While many support the drone sector, a recent
Tech Radar article titled ‘The End of Drones Can’t Come Soon Enough’
echoed a view that is shared by a wide segment of the public. While it noted
the positives of the professional industry, it branded the amateur user base as
‘idiots’, implying that hobbyist drone operators should be deterred from
embarking on their past time, to a sometimes dangerous effect.
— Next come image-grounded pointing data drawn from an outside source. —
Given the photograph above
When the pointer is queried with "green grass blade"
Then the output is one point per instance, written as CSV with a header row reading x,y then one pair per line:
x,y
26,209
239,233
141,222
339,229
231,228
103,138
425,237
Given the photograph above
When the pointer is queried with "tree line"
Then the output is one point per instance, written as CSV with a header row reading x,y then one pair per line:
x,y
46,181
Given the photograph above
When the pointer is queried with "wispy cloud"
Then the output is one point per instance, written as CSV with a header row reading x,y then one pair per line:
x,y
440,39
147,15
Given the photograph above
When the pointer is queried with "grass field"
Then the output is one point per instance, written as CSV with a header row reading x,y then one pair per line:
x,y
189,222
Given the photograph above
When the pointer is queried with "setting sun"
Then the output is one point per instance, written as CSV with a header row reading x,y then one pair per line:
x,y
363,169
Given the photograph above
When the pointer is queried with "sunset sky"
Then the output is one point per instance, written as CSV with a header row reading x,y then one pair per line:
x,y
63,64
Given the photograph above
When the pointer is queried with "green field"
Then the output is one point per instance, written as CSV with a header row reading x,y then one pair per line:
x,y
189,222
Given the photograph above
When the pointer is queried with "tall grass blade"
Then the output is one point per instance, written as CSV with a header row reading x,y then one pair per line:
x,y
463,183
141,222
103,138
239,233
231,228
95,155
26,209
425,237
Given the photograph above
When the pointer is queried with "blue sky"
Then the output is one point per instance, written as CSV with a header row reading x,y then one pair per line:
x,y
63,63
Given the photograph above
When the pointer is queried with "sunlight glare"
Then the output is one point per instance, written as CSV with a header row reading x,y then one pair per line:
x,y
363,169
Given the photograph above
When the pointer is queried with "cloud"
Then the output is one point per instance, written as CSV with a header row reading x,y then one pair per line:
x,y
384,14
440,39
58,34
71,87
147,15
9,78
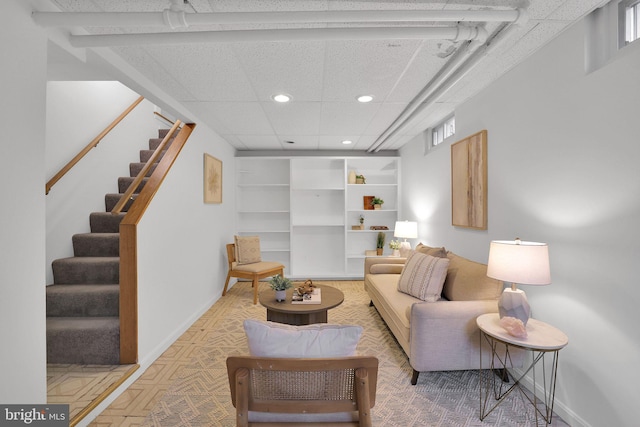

UAVAir notes that smarter regulations could
help to end the growing number of drone related incidents that happen due to
irresponsible drone use. However, discouraging new users from getting to grips
with the technology in those early days would only pose a challenge to the
sector, not a solution.
UK Operations Manager at UAVAir explained, “While the words used by John McCann
in the Tech Rader article may be somewhat sensationalised to make a good read, I
think he does mirror the thoughts of many and it’s something that needs
addressing. It’s great to see that he acknowledges the many benefits that drones
can bring, noting their use in filmmaking or the emergency services, but in
order for these great things to happen we need to encourage new pilots, not push
If we forbid amateurs from flying a drone at
all, many talented pilots may be left undiscovered. In a similar way to how we
have driving lessons and tests, we need to adopt a similar ‘starting point’ for
drones, making entering the world of drones accessible but safe.”
Alongside its CAA and OfQual approved Unmanned
Aircraft Qualification (UAQ) course, UAVAir also offers drone pilot lessons for
candidates wanting to refine their flying techniques. Teaching the basics of
safe, responsible flight, its team of instructors use their extensive experience
to enlist all new pilots with confidence. While the course has been designed to
offer extra support to its customers prior to enrolling on its UAQ course, such
initial, informal training could help to pave the way for a safer drone sector.